Sunday, September 18, 2016

Advanced Tonga BIOS editing


I recently decided to spend some time to figure out some of the low-level details of how the BIOS works on my R9 380 cards.  A few months ago I had found Tonga Bios Editor, but hadn't done anything more than modify the memory frequency table so the card would default to 1500Mhz instead of 1375.  My goal was to modify the memory timing and to reduce power usage.

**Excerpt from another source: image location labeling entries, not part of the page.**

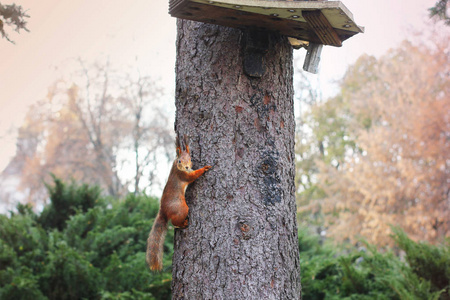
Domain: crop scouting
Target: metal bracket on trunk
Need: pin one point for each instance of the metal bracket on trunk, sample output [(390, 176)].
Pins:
[(255, 46)]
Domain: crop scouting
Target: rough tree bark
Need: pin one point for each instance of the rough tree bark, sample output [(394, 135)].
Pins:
[(242, 241)]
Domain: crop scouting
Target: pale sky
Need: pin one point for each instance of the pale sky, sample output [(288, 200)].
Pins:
[(143, 31)]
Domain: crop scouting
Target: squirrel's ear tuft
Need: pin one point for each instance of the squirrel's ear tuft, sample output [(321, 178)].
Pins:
[(178, 146), (186, 143)]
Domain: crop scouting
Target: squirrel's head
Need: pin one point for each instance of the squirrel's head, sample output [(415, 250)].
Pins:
[(184, 162), (183, 157)]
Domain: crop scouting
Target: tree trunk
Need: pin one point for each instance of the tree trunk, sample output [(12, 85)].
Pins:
[(241, 242)]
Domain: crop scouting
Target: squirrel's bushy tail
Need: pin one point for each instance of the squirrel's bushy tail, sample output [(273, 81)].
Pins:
[(155, 243)]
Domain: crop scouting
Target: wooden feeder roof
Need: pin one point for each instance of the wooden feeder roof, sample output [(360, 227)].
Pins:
[(321, 22)]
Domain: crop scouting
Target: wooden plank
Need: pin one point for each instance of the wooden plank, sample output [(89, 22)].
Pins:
[(285, 17), (323, 29)]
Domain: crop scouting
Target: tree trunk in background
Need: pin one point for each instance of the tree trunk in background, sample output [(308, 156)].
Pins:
[(241, 242)]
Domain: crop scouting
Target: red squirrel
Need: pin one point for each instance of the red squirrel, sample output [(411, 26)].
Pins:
[(173, 205)]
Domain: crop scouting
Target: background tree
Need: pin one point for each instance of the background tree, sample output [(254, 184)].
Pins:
[(382, 158), (241, 241), (151, 136), (87, 132), (439, 11), (14, 16)]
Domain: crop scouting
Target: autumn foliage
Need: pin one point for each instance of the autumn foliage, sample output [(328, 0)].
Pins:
[(379, 150)]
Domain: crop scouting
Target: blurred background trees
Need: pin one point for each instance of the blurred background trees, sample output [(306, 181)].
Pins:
[(378, 152), (88, 129)]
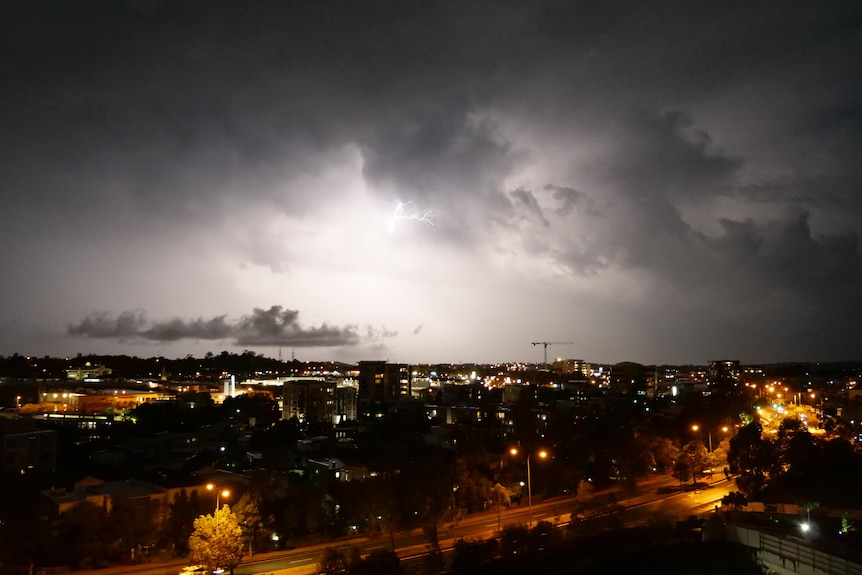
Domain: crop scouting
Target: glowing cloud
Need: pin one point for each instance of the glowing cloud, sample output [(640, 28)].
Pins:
[(401, 213)]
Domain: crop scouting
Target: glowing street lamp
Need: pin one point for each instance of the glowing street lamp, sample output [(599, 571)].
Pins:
[(219, 494), (695, 427), (542, 455)]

The card I decided to test the memory timing mods on was a Club3D 4GB R9 380 with Elpida W4032BABG-60-F RAM.  Although the RAM is rated for 6Gbps/1.5Ghz, the default memory clock is 1475Mhz.  In my previous testing I found that the card was stable with the memory overclocked well above 1.5Ghz, but the mining performance was actually slower at 1.6Ghz compared to 1.5Ghz.  Unfortunately Tonga Bios Reader does not provide a way to edit the memory timings aka straps, so I'd have to use a hex editor.


I've highlighted the 1500Mhz memory timing in the screen shot above.  I found it by searching for the string F0 49 02, which you first have to convert from little-endian to get 249F0, and then from hex to get 150,000, which is expressed in increments of .01Mhz.  The timing for up to 1625Mhz (C4 7A 02) comes after it, and then 1750Mhz (98 AB 02).  The Club3D BIOS actually has 2 sets of timings, one for memory type 01 (the number after F0 49 02), as and for memory type 02 (not shown).  This is so the same BIOS can be used on a card that can be made with different memory.  Obviously one type of memory the BIOS supports is Elpida, and from comparing BIOS images from other cards, I determined that memory type 02 is for Hynix.

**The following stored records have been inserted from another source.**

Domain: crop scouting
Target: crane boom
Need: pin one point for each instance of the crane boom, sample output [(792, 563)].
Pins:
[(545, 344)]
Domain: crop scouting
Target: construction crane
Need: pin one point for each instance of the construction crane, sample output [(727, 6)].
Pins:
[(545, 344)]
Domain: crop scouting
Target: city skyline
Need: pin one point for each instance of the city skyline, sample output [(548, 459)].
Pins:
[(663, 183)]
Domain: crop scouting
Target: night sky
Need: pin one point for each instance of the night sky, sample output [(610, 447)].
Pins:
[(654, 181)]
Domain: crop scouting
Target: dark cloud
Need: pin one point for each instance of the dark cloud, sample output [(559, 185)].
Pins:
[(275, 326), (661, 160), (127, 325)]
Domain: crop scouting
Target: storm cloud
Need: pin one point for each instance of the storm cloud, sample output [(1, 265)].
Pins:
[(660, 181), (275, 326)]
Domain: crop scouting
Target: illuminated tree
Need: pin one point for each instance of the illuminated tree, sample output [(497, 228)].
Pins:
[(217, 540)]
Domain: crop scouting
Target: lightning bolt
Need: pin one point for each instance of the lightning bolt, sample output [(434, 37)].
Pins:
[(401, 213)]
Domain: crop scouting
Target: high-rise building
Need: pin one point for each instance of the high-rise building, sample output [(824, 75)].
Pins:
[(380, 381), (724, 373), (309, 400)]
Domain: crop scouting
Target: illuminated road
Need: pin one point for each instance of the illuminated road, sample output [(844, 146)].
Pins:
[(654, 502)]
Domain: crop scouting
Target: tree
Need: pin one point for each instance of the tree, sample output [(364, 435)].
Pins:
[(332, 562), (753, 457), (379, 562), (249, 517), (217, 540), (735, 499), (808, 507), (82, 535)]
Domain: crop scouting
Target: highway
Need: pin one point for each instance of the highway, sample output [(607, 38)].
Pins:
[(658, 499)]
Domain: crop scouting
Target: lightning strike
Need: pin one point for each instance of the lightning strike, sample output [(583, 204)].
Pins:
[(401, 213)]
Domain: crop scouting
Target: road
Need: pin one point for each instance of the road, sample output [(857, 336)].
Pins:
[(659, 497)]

To reduce the chance of bricking my card, the first time I modified only the 1625Mhz memory timing.  Since the default memory timing is 1475Mhz, my modified timing would only be used when overclocking the memory over 1500Mhz.  So if the the card crashed on the 1625Mhz timing, it would be back to the safe 1500Mhz timing after a reboot.  To actually make the change I copied the 1500Mhz timing (starting with 77 71) to the 1625Mhz timing.  After the change, the BIOS checksum is invalid, so I simply loaded the BIOS in Tonga Bios Reader and re-saved it in order to update the checksum.

I used Atiflash 2.71 to flash the BIOS since I have found no DOS or Linux flash utilities for Tonga GPUs.  After flashing the updated BIOS, I overclocked the RAM to 1625Mhz, and my eth mining speed went from just under 21Mh to about 22.5Mh.  To get even faster timings, I copied the 1375Mhz timings from a MSI R9 380 with Elpida RAM to the Club3d 1625Mhz memory timing.  That boosted my mining speed at 1625Mhz to slightly over 23Mh

I then tried a number of ways to improve the timing beyond 1625Mhz, but I found nothing that was both stable and faster at 1700Mhz.  Different cards may overclock better, depending on both the GPU asic and the memory.  Hynix memory seems to overclock a bit better than Elpida, while Samsung memory, which seems rather rare on R9 380 cards, tends to overclock the best.  The memory controller on the GPU also needs to be able overclock from 1475Mhz.  Unlike the simple voltage modding the Hawaii BIOS, there is no easy way to modify the memory controller voltage (VDDCI) on Tonga.  The ability to over-volt the memory controller would make it easier to overclock the memory speed beyond 1625Mhz.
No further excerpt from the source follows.